Consider a series y (dtype is float64) which has its indices e.g.
y = pd.Series((6.0, 1621.0, 4.6, 1479.9, 1520.0), index=(3608, 3652, 510, 941, 3007))
that looks like:
3608 6.000
3652 1621.000
510 4.600
941 1479.900
3007 1520.000
...
dtype: float64 (length: 554)
There is a Pandas dataframe X which has its own indices and multiple columns such as:
X = pd.DataFrame({'Col1':[1,2,3], 'Col2':[1,2,3]}, index=[510,3007,3652])
which looks like:
Col1 Col2
510
3007
3652
... (dataframe length/count is 7)
I would like to modify the series y, so as to obtain a new series that is ordered based on the dataframe indices and has same number of samples as the dataframe (i.e. 7 indices from y do match X). Expected y is:
510 4.600
3007 1520.000
3652 1621.000
...
dtype: float64 (length: 7)
Any help and suggestions on this would be much appreciated.
CodePudding user response:
You can use Index.intersection method:
out = y[y.index.intersection(X.index)]
or Index.isin method:
out = y[y.index.isin(X.index)]
to filter y for indices its that also exist in X.index.

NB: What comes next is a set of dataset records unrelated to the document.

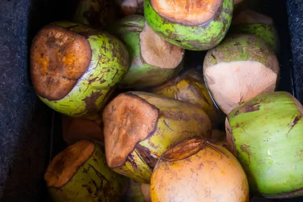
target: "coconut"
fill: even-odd
[[[144,0],[115,0],[125,15],[143,14]]]
[[[251,98],[274,91],[279,65],[263,40],[237,35],[207,52],[203,71],[212,98],[228,114]]]
[[[73,21],[96,29],[106,28],[120,13],[112,0],[77,0]]]
[[[159,159],[151,181],[152,201],[248,202],[247,178],[224,148],[192,137]]]
[[[303,195],[303,106],[288,93],[253,98],[226,122],[228,146],[251,190],[269,198]]]
[[[61,120],[62,134],[63,140],[66,143],[74,144],[79,140],[89,139],[103,144],[102,123],[64,115],[61,116]]]
[[[152,29],[172,44],[202,50],[215,47],[230,25],[232,0],[145,0],[144,14]]]
[[[127,16],[111,30],[124,42],[130,58],[130,67],[121,82],[122,87],[156,86],[180,71],[184,50],[160,38],[147,24],[144,16]]]
[[[249,9],[242,10],[232,21],[229,32],[255,35],[262,39],[275,52],[279,51],[278,33],[272,19]]]
[[[107,166],[102,148],[89,140],[55,156],[44,179],[54,202],[119,202],[126,185],[125,178]]]
[[[127,50],[119,40],[75,23],[46,26],[32,44],[36,92],[51,108],[70,116],[98,118],[128,66]]]
[[[211,135],[210,121],[202,109],[145,92],[120,94],[105,107],[102,120],[108,166],[146,184],[167,148],[189,137]]]
[[[223,113],[213,101],[203,77],[194,69],[153,88],[152,93],[196,105],[205,112],[213,126],[224,122]]]
[[[129,178],[124,201],[125,202],[151,202],[150,187],[149,184],[140,183]]]

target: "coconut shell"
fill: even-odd
[[[303,106],[288,93],[259,95],[228,116],[228,146],[252,192],[269,198],[303,195]]]
[[[190,138],[163,153],[151,181],[153,202],[249,201],[247,178],[227,150]]]
[[[176,75],[183,66],[184,50],[164,41],[147,26],[144,16],[132,15],[122,19],[110,29],[111,32],[124,43],[130,56],[130,67],[120,83],[122,88],[143,88],[161,84]],[[148,36],[150,39],[147,40],[143,32],[153,33]],[[146,50],[143,49],[146,46],[143,40],[152,40],[152,45],[154,46]],[[170,53],[165,55],[161,52],[163,51]],[[151,58],[158,54],[161,56],[156,60],[163,61],[153,62]],[[167,65],[170,62],[173,64]]]
[[[144,14],[152,29],[171,44],[186,50],[207,50],[218,45],[225,36],[231,22],[233,2],[222,0],[212,19],[197,25],[166,19],[154,10],[151,0],[145,0]]]
[[[211,135],[210,121],[202,109],[145,92],[120,94],[104,108],[102,120],[108,166],[146,184],[169,147],[188,137]]]
[[[57,66],[55,62],[56,59],[53,56],[56,55],[55,52],[51,52],[49,55],[46,55],[36,50],[36,48],[39,47],[39,45],[35,43],[40,37],[38,33],[34,40],[31,50],[31,72],[34,88],[41,100],[54,110],[70,116],[96,119],[99,117],[98,112],[103,108],[116,84],[127,71],[129,59],[126,48],[113,36],[78,23],[58,22],[44,29],[50,30],[50,34],[51,34],[53,27],[66,30],[79,35],[79,37],[85,38],[90,46],[91,58],[82,76],[75,82],[74,86],[66,95],[56,99],[42,96],[41,92],[37,92],[39,91],[37,89],[42,84],[40,74],[37,74],[36,72],[43,71],[39,69],[40,66],[37,62],[38,59],[33,60],[34,56],[41,54],[44,58],[50,57],[49,63],[46,63],[49,64],[46,67],[49,70],[56,68]],[[56,42],[55,39],[50,44],[50,47],[60,43],[59,41]],[[63,77],[62,79],[65,79],[65,78]]]

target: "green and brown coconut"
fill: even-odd
[[[247,178],[227,150],[197,137],[165,152],[151,181],[152,202],[248,202]]]
[[[151,202],[150,194],[150,185],[140,183],[128,178],[125,192],[125,202]]]
[[[116,38],[80,24],[60,22],[42,28],[31,50],[31,76],[42,101],[67,115],[97,119],[129,66]]]
[[[119,202],[126,179],[106,165],[103,149],[77,142],[53,158],[44,175],[53,202]]]
[[[149,184],[158,158],[188,137],[210,138],[206,113],[193,104],[154,94],[120,94],[102,117],[107,164],[115,172]]]
[[[225,116],[212,101],[203,76],[194,69],[190,69],[161,85],[152,93],[190,102],[200,107],[208,116],[214,126],[224,123]]]
[[[217,46],[231,22],[232,0],[145,0],[144,14],[152,29],[172,44],[202,50]]]
[[[251,191],[269,198],[303,195],[303,106],[288,93],[259,95],[227,116],[228,147]]]
[[[124,87],[146,87],[161,84],[180,70],[184,50],[160,38],[144,16],[132,15],[111,29],[126,46],[130,67],[121,82]]]
[[[253,35],[227,38],[209,50],[203,63],[206,85],[226,114],[258,95],[274,91],[279,75],[274,52]]]
[[[279,51],[279,38],[272,19],[252,10],[245,9],[234,16],[229,32],[255,35],[264,40],[274,51]]]
[[[73,20],[96,29],[105,29],[121,13],[112,0],[77,0]]]
[[[144,0],[115,0],[115,1],[125,15],[144,13]]]

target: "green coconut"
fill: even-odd
[[[234,17],[229,32],[255,35],[264,40],[274,51],[279,51],[278,33],[269,17],[245,9]]]
[[[151,202],[150,187],[149,184],[140,183],[129,178],[124,201],[125,202]]]
[[[121,82],[122,87],[156,86],[180,71],[184,50],[160,38],[144,16],[129,15],[111,30],[124,42],[130,55],[130,67]]]
[[[232,0],[145,0],[144,14],[152,29],[172,44],[202,50],[223,39],[231,22]]]
[[[141,92],[120,94],[102,113],[108,166],[149,184],[154,166],[169,147],[189,137],[210,139],[210,121],[188,102]]]
[[[279,68],[274,52],[263,40],[242,34],[230,36],[209,50],[203,71],[212,98],[228,114],[251,98],[274,91]]]
[[[75,3],[73,20],[96,28],[106,28],[121,15],[112,0],[78,0]]]
[[[119,202],[126,179],[106,165],[101,146],[77,142],[55,156],[44,175],[53,202]]]
[[[259,95],[227,116],[228,147],[250,188],[266,198],[303,195],[303,106],[288,93]]]
[[[44,27],[31,50],[31,76],[39,98],[70,116],[95,119],[129,66],[122,42],[80,24]]]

If X.index is guaranteed to be a subset of y.index, then you can simply filter using X.index as well:
out = y[X.index]
Output:
3652 1621.0
510 4.6
3007 1520.0
dtype: float64
CodePudding user response:
As per the question, given that the series y is unnamed/cannot be matched to a dataframe column name directly, the following worked:-
By converting the series y to a dataframe with to_frame() and using X.merge() as suggested by @Chris (thanks!) in the question's comment - alongside using the specifiers for the match to be performed on either of the indices, we can get the modified y
modified_y = X.merge(y.to_frame(), left_index=True, right_index=True)
This y is a dataframe, and can be thereby be converted back to a series form by using:-
modified_y = pd.Series(y.iloc[:,0].values, index = y.index)
There may well be easier alternatives to this, but this is how it worked for me.